Ich bekam überraschend Besuch. Eine liebe Freundin, Künstlerin aus Belgrad, ist für ein paar Tage bei uns abgestiegen. Heute hatte sie einen Wunsch. Slobodanka wünschte, mein Haar zu kämmen, das durch Sommer und Meer hochgradig zerzaust ist. Und kann man einem lieben Gast etwas abschlagen?
Als ich die Bürste holte, fiel mir eine Szene ein, die vor 60 Jahren fotografiert wurde. Meine Cousine Sabine kämmte mein damals blondes Haar. Sie wurde später, als sich ihre Familie aus der DDR absetzte, tatsächlich Friseuse.  Leider habe ich die damaligen Fotos nicht hier, vielleicht finde ich sie und kann sie nachreichen. Jedenfalls wünschte ich mir, die heutige Szene nun ebenfalls im Foto festzuhalten. Ich hantierte daher erstmals mit einem Selfie-Stick, den Slobodanka in ihrem Gepäck hatte.
Sechzig Jahre. Ein ganzes Leben. Aber die Bilder gleichen sich. Und Slobodanka und ich sehen so jung aus, nur wenig älter als Sabine und Gerda damals in Heiligenhafen, als wir sechzehn waren.

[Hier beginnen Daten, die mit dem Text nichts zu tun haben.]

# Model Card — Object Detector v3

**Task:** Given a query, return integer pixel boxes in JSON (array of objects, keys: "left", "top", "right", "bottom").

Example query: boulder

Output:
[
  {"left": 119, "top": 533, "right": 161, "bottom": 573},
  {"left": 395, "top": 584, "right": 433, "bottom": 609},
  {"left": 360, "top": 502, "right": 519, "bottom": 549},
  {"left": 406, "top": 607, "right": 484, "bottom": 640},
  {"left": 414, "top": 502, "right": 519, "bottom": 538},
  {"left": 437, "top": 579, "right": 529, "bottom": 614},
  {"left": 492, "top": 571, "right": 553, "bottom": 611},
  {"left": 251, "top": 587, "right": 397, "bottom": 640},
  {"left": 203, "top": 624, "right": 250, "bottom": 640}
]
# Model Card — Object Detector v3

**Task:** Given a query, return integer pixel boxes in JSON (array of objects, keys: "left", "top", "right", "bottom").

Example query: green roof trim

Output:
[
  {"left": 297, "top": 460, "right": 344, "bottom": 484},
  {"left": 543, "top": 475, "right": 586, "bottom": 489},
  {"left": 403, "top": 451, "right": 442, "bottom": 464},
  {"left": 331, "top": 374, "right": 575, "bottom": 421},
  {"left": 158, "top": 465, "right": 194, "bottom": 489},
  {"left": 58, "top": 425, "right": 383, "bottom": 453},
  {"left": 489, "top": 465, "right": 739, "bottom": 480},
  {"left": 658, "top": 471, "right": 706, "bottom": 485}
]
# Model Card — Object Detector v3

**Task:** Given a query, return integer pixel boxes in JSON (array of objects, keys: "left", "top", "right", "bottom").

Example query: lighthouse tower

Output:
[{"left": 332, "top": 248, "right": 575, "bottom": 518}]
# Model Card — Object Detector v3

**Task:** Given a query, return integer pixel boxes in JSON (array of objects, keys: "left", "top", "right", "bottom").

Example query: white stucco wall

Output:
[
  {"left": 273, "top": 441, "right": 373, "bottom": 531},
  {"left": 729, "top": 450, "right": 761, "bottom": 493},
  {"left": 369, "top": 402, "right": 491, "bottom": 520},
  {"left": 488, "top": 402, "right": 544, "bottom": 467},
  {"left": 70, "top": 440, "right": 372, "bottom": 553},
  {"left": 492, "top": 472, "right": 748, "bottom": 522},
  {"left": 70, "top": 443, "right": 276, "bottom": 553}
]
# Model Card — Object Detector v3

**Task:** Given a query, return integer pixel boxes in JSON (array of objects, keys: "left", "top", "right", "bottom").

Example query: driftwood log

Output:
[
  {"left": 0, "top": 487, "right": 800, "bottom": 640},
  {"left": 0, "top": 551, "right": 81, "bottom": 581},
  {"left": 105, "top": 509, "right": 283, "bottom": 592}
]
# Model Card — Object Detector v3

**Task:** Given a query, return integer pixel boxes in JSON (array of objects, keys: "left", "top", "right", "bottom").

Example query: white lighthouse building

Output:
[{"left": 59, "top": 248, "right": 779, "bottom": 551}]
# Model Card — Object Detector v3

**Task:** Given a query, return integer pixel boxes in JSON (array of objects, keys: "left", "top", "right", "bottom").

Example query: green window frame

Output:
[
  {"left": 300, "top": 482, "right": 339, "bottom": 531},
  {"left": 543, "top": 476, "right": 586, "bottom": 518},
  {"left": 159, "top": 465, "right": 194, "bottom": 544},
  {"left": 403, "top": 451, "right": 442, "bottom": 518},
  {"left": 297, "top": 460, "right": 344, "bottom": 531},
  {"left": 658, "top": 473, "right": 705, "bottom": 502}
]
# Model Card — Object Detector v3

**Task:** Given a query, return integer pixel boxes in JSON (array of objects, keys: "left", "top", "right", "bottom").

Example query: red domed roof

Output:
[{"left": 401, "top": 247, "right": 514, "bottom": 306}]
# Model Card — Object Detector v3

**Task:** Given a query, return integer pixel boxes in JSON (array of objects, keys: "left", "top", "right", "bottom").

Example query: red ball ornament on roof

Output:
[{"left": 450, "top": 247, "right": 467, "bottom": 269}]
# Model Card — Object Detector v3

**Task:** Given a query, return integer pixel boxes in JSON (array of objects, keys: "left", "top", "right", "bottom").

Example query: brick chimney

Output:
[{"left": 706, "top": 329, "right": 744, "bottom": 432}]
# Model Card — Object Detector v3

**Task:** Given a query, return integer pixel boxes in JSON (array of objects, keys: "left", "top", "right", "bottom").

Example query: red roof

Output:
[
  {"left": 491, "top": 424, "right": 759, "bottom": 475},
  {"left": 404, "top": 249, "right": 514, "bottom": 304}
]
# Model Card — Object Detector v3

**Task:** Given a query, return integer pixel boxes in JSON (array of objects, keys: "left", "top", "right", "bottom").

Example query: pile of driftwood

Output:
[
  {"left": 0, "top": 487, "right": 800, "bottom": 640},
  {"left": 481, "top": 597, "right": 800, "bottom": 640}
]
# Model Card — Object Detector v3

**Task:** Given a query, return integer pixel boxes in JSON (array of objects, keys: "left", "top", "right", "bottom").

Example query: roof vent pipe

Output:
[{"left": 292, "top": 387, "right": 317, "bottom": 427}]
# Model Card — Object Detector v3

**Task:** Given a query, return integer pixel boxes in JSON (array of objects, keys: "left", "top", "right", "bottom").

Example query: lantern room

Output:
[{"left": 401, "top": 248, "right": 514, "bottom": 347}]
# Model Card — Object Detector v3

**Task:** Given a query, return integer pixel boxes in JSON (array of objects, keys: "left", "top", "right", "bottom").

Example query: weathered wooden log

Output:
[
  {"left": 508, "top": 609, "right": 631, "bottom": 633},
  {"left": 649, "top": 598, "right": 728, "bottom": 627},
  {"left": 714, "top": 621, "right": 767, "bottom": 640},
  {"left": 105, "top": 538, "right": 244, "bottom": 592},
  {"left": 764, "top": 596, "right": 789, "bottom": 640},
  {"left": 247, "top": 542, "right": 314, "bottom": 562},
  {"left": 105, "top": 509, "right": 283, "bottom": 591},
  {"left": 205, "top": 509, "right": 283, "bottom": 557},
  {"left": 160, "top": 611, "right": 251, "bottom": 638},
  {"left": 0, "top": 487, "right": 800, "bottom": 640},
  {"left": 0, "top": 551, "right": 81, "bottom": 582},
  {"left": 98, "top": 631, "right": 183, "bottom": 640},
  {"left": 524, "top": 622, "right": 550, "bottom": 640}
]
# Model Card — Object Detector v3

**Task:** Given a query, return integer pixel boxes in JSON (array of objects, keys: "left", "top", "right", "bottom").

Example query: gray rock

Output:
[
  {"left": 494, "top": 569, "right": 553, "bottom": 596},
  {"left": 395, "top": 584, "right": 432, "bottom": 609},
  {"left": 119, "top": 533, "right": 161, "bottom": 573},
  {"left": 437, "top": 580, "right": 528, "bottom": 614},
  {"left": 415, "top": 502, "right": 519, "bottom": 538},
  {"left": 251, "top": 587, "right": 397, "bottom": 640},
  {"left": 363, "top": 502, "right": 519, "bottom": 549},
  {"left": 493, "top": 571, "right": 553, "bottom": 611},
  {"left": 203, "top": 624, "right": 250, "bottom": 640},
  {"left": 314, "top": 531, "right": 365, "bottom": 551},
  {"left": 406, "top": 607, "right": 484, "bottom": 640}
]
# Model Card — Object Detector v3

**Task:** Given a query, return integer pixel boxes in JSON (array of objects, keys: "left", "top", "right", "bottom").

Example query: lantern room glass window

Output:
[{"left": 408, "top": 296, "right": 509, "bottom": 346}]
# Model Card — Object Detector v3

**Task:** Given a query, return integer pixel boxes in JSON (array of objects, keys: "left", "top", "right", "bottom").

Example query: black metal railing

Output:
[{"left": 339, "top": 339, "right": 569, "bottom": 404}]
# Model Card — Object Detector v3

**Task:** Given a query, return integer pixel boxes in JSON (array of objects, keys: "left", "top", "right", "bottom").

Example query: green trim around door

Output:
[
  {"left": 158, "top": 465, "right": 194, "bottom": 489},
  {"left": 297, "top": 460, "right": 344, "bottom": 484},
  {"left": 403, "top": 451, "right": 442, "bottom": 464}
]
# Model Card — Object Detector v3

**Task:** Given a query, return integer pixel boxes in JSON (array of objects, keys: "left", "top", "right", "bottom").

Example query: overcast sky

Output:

Finde ich. Na ja. Ein bisschen ist das natürlich gelogen.

Über gkazakou

Humanwissenschaftlerin (Dr. phil). Schwerpunkte Bildende Kunst und Kreative Therapien. In diesem Blog stelle ich meine "Legearbeiten" (seit Dezember 2015) vor und erläutere, hoffentlich kurzweilig, die Bezüge zum laufenden griechischen Drama und zur Mythologie.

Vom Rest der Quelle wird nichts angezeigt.